The lines extending parallel from the boxes are known as the “whiskers”, which are used to indicate variability outside the upper and lower quartiles. Outliers are sometimes plotted as individual dots that are in-line with whiskers. Box Plots can be drawn either vertically or horizontally.

In [None]:
trace1 = go.Box(
    y = report2020.GDP_per_capita ,
    name = 'GDP per Capita of  Countries in 2020',
    marker = dict(
        color = 'rgb(12, 12, 140)',
    )
)
trace2 = go.Box(
    y = report2020.Corruption,
    name = 'Government Corruption Index in 2020',
    marker = dict(
        color = 'rgb(12, 128, 128)',
    )
)
data = [trace1, trace2]
iplot(data)

# SCATTER PLOT
A scatter plot (aka scatter chart, scatter graph) uses dots to represent values for two different numeric variables. The position of each dot on the horizontal and vertical axis indicates values for an individual data point. Scatter plots are used to observe relationships between variables.



In [None]:
dataframe = report2020

trace1 = go.Scatter(
    x = dataframe.Score,
    y = dataframe.GDP_per_capita,
    name = "Economy",
    marker = dict(color = 'rgba(16, 112, 2, 0.8)')
                    )
# second line plot
trace2 = go.Scatter(
    x = dataframe.Overall_Rank,
    y = dataframe.Corruption,
    xaxis = 'x2',
    yaxis = 'y2',
    name = "Gov.
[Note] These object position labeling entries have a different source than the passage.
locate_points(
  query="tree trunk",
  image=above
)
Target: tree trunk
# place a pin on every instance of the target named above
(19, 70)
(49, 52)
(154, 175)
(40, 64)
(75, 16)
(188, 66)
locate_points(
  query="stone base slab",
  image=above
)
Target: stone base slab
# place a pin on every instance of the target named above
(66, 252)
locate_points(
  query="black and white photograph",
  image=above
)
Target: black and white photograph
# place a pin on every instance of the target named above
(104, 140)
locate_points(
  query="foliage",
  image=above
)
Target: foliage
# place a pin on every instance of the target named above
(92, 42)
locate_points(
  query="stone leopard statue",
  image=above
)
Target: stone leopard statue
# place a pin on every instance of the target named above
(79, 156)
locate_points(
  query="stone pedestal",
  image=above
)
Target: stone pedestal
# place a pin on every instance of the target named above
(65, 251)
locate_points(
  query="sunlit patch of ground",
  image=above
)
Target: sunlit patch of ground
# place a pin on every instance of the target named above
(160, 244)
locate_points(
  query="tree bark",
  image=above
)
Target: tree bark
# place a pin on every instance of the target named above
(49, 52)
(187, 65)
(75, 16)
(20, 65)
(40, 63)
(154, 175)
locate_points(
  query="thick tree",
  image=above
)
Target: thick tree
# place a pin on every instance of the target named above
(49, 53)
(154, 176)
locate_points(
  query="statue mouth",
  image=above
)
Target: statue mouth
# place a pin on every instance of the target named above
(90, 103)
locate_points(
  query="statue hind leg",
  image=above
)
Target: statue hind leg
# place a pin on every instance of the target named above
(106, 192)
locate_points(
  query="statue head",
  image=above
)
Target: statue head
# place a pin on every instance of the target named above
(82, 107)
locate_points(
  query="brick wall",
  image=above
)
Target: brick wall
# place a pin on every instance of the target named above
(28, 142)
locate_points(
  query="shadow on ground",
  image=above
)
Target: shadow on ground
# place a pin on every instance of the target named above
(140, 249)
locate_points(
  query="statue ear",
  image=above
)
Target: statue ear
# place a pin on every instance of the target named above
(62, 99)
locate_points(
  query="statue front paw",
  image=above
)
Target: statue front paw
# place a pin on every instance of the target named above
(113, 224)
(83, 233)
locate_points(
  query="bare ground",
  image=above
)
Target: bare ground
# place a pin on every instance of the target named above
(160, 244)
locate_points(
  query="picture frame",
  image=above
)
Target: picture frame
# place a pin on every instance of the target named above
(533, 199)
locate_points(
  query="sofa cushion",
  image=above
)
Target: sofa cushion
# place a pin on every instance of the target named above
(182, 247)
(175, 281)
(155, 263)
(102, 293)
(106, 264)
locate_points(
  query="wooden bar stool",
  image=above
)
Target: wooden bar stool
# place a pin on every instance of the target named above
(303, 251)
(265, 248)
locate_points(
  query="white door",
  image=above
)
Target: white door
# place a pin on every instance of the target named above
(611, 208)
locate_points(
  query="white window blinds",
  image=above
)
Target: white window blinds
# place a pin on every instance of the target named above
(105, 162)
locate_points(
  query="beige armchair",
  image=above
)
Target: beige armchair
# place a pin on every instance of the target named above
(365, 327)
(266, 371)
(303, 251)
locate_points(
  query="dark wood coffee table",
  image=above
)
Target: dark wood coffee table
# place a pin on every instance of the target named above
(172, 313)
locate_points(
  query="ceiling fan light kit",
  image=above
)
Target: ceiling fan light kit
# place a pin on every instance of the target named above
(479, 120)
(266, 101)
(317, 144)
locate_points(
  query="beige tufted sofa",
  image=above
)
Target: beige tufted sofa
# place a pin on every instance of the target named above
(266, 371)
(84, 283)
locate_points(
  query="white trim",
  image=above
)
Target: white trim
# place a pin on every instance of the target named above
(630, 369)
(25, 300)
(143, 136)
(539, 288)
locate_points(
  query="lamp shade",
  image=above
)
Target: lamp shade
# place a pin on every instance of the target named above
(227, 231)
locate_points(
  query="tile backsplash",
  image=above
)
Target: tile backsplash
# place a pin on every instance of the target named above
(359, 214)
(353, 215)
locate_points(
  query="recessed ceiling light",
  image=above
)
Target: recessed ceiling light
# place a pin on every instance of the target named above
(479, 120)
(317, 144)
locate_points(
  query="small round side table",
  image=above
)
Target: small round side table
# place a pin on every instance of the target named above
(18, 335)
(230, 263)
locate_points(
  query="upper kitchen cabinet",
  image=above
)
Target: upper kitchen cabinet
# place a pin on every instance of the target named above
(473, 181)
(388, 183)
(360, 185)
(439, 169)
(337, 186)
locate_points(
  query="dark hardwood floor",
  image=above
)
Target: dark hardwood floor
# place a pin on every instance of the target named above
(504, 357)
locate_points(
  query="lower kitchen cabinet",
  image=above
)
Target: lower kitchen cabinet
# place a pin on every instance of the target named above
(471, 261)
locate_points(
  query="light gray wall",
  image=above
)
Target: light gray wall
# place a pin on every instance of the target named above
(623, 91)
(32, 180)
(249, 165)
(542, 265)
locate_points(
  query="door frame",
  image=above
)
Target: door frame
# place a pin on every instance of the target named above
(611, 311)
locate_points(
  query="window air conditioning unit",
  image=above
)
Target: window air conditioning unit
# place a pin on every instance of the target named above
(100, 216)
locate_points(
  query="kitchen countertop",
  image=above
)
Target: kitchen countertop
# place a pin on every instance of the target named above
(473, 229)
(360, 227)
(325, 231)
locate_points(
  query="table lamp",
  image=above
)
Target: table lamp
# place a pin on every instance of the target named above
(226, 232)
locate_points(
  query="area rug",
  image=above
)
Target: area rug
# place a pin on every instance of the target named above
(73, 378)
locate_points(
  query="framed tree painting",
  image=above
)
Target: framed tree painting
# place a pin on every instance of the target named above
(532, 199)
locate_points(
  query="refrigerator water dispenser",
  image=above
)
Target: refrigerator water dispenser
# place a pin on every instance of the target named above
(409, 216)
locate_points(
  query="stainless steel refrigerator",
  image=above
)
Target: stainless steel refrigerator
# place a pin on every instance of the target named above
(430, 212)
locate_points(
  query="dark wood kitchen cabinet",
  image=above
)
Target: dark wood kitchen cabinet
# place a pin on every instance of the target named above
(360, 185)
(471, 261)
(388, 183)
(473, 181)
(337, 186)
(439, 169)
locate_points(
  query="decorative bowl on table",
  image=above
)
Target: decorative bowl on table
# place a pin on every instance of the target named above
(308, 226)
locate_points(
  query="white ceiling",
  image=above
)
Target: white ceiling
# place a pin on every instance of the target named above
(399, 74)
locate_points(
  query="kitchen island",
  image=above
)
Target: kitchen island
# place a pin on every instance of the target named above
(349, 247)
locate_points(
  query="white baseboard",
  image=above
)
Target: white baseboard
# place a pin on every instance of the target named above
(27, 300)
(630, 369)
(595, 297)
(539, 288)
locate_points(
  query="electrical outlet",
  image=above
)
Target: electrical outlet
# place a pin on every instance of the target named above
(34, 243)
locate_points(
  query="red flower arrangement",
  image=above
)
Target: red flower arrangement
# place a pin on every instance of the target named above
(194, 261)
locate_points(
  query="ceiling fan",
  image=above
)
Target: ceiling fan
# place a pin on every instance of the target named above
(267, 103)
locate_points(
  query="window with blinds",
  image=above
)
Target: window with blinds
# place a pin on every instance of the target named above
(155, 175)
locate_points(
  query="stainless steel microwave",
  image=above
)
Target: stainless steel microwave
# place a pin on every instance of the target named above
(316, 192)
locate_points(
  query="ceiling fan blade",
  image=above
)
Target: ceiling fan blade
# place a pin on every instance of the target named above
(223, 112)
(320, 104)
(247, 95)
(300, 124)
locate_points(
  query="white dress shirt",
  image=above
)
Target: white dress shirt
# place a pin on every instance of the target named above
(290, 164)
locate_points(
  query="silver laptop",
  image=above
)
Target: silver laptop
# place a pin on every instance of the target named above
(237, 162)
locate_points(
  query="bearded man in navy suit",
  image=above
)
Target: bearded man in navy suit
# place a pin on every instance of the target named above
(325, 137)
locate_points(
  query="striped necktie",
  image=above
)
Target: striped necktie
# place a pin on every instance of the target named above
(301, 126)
Corruption",
    marker = dict(color = 'rgba(160, 112, 20, 0.8)')
                    )
data = [trace1, trace2]
layout = go.Layout(
        xaxis2 = dict(
            domain = [0.65, 0.95],
            anchor = 'y2'        
                     ),
        yaxis2 = dict(
            domain = [0.65, 0.95],
            anchor = 'x2'
                     ),
    title = 'Economy and Government Corruption Correlation'
                  )
fig = go.Figure(data = data, layout = layout)
iplot(fig)

In [None]:
import plotly.figure_factory as ff

dataframe = report2020
dt2020 = dataframe.loc[:,["GDP_per_capita", "Healthy_life_expectancy", "Freedom"]]
dt2020["index"] = np.arange(1, len(dt2020) + 1)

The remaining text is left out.